The Easel

28th March 2023

Gagosian’s DALL-E–Enabled Art Exhibition Throws Us Headfirst into the Uncanny Valley

This writer hurries to shout ‘crisis’, mentioning it in her second sentence. Do image generating algorithms like DALL-E comprise a crisis? Beeple (remember him?) and crypto art emerged in 2021 and the sky hasn’t fallen in. Images from DALL-E are more sophisticated, but have we crossed a “digital Rubicon”?  Irrespective of any crisis, the idea of “authenticity” needs re-thinking. We already live in “an era of unreal-ness. Since when is “realness” [in art] a metric?”

21st March 2023

Posed Riddles

We can’t seem to leave Diane Arbus alone. Since her death in 1971, much has been written about her ambiguous photography. Susan Sontag complicated things by accusing Arbus of exploiting the subjects she drew from society’s margins.

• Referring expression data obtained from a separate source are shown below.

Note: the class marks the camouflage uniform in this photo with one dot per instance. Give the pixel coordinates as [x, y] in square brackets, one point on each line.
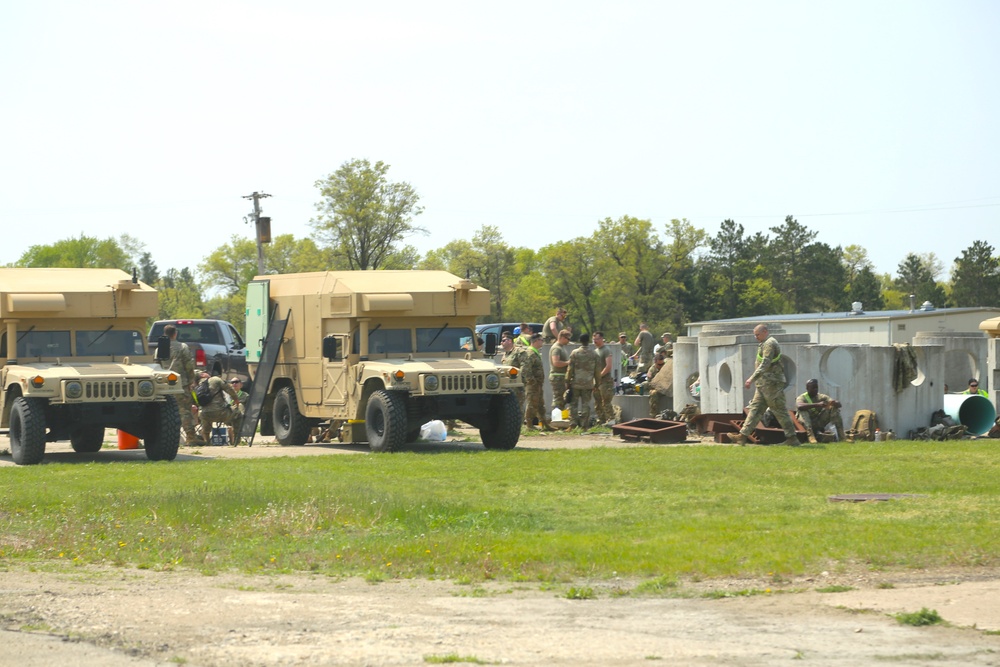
[645, 350]
[557, 376]
[580, 375]
[516, 358]
[817, 420]
[605, 389]
[547, 329]
[769, 376]
[181, 363]
[218, 410]
[533, 375]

Arbus supporters have been fighting this charge ever since. “[We will never fully] disentangle seeing from staring. There is no way of looking that isn’t, in some way, ghoulish. But turning away from that ambivalence would be ghoulish, too.”

Myrlande Constant: Drapo

Before art, Constant made wedding dresses. Those embroidery skills were redeployed when she began making drapo Vodous, Haitian flags that traditionally depict ethnic or religious symbols. Portraits and genre scenes glitter with sequins, tassels, ribbons and beads, making figures “sway and dance “. This is trailblazing art, says one critic, taking the drapo tradition and “blowing it open into a narrative art”. “Pictorial magnificence“ says another; it belongs “on the walls of major museums”.